The recent success of AI / Machine Learning is largely due to the availability of Big data and the infrastructure to scale computation. As a result, the integration of Big data and AI becomes inevitable. The Data Intelligence lab performs research on this integration in both directions. First, we explore Machine Learning techniques that can improve Big data management. Second, we explore Big data management techniques that are needed throughout a Machine Learning lifecycle.

A key application for Big data - AI integration is manufacturing where "smart" factories are becoming more automated and reliant on machine learning for product quality. Interestingly, the more automated a factory becomes, the more data it produces. We believe our research is on a sweet spot where analyzing this data becomes increasingly critical as well.

Here is an general introduction on our current research.

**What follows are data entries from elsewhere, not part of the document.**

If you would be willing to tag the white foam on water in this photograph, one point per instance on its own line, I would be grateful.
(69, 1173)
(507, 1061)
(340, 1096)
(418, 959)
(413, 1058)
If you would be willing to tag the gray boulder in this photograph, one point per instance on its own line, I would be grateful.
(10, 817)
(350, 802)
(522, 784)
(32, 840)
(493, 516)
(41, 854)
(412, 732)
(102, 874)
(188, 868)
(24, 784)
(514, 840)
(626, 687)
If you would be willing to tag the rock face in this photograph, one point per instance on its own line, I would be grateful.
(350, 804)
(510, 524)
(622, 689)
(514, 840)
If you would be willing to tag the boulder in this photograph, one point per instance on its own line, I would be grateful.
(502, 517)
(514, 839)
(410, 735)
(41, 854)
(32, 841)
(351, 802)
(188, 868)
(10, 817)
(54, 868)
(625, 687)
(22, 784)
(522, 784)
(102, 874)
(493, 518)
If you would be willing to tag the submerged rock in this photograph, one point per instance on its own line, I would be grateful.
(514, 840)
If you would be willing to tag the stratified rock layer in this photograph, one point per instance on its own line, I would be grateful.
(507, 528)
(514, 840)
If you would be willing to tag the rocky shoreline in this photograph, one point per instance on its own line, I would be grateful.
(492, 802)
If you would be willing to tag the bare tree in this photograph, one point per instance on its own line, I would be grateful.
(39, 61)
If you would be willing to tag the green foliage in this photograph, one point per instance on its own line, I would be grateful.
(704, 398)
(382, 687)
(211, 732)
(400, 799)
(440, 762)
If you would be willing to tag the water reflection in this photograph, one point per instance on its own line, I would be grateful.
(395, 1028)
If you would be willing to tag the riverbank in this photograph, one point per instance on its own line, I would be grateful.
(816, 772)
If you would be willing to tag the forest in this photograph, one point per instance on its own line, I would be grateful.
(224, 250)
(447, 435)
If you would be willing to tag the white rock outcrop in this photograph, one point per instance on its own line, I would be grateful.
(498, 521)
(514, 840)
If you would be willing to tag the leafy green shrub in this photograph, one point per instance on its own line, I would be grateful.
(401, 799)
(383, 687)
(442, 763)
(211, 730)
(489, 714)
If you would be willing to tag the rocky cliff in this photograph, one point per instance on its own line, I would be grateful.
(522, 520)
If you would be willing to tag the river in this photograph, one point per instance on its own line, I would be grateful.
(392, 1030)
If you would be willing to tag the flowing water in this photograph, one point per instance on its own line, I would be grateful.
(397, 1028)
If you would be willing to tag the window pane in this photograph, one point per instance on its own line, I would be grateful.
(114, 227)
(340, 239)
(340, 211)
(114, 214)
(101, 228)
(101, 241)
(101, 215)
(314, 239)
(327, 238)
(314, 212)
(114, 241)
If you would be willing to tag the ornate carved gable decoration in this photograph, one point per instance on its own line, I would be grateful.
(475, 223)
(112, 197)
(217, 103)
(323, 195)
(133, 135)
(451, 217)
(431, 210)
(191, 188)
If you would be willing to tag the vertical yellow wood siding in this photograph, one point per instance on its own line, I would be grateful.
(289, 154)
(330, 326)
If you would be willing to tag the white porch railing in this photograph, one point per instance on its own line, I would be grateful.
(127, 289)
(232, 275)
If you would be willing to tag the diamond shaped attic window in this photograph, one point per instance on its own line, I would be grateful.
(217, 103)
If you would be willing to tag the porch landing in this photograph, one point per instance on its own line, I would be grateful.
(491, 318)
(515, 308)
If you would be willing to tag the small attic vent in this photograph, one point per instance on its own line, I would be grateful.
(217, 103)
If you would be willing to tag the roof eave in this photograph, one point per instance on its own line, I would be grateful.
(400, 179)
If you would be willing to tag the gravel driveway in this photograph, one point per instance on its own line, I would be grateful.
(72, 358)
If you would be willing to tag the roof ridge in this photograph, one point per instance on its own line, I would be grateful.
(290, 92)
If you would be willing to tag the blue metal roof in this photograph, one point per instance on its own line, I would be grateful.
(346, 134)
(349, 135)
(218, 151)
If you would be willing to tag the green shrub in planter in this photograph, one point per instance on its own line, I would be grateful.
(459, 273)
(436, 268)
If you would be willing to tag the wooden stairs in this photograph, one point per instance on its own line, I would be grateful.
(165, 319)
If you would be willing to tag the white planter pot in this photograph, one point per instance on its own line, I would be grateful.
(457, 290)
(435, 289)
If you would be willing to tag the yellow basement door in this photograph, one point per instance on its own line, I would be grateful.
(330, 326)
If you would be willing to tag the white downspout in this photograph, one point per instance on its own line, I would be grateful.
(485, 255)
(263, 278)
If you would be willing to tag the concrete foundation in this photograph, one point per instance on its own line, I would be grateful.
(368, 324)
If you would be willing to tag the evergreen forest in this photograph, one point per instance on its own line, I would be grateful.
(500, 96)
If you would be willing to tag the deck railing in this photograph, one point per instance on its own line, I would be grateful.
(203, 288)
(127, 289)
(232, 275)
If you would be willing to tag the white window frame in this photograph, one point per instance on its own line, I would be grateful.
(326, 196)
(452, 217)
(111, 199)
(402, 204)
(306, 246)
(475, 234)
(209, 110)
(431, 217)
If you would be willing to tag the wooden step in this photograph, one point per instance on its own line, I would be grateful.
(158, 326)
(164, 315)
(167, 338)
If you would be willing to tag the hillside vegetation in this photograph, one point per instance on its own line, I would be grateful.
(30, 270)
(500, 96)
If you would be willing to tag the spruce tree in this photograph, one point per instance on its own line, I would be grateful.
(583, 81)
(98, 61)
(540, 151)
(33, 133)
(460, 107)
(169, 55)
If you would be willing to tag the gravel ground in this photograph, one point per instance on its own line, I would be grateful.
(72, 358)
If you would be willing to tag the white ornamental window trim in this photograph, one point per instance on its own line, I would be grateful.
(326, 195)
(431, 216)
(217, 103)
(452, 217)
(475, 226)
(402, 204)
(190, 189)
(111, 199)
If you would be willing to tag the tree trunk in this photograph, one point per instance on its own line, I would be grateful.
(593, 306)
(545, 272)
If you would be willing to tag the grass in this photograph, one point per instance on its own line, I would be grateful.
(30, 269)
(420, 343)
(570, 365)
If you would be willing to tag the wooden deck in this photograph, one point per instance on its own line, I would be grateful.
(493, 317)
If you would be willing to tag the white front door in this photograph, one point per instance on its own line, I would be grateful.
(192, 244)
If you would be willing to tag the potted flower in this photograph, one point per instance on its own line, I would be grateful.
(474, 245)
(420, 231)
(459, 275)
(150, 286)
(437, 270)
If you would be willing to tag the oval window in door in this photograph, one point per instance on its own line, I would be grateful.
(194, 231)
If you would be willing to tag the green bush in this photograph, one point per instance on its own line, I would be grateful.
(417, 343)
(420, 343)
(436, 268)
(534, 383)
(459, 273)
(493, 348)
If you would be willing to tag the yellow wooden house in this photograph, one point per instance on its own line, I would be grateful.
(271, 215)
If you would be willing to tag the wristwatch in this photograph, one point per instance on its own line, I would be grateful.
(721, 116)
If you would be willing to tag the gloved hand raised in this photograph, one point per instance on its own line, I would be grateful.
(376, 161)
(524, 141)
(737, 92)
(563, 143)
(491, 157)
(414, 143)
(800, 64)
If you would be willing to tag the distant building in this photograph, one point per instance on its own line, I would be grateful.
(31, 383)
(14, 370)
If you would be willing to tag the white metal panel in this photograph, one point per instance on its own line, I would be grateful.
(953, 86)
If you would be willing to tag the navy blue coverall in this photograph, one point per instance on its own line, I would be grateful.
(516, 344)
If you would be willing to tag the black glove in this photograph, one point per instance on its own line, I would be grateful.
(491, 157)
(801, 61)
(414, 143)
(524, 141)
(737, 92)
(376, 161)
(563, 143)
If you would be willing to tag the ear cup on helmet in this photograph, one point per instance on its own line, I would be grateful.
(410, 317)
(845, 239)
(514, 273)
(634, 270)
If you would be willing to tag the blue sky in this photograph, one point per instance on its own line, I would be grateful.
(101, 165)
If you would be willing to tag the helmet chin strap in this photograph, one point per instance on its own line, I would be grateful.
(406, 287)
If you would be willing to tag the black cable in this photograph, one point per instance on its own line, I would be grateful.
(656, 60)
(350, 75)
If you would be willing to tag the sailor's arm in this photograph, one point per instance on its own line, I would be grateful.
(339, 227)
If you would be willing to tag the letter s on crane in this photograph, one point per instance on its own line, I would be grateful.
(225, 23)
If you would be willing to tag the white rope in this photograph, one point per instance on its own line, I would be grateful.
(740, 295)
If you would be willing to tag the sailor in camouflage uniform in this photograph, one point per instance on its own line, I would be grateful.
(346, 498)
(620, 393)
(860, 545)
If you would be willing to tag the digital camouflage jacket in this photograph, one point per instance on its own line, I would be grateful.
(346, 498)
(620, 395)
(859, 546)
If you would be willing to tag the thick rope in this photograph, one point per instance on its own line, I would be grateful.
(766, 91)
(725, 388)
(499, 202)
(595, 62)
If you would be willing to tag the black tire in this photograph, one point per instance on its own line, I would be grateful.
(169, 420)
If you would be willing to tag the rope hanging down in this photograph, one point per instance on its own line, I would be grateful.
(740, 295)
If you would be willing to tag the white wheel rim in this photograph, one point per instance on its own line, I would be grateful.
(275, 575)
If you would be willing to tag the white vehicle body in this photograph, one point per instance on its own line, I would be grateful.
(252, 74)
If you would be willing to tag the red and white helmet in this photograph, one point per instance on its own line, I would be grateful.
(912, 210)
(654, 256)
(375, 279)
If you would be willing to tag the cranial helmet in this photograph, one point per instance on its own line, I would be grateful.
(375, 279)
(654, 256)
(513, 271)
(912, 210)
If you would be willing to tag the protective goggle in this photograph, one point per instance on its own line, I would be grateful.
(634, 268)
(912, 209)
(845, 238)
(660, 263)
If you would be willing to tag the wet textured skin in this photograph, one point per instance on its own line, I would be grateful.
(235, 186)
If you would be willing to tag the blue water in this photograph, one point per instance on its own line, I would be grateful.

Large-scale Data Collection

As Deep Learning becomes more prevalent, the bottleneck of Machine Learning shifts from feature engineering to data collection. We investigate large-scale (semi-)automatic data labeling techniques (e.g., data programming) that are suitable for today's Machine Learning application needs.


Automatic and Actionable Model Analysis

As Machine Learning is used more widely, analyzing a trained model can be a daunting task for users who do not have expertise in Machine Learning or engineering. We investigate techniques for automatically identifying problematic data slices where models perform poorly and providing concrete action items.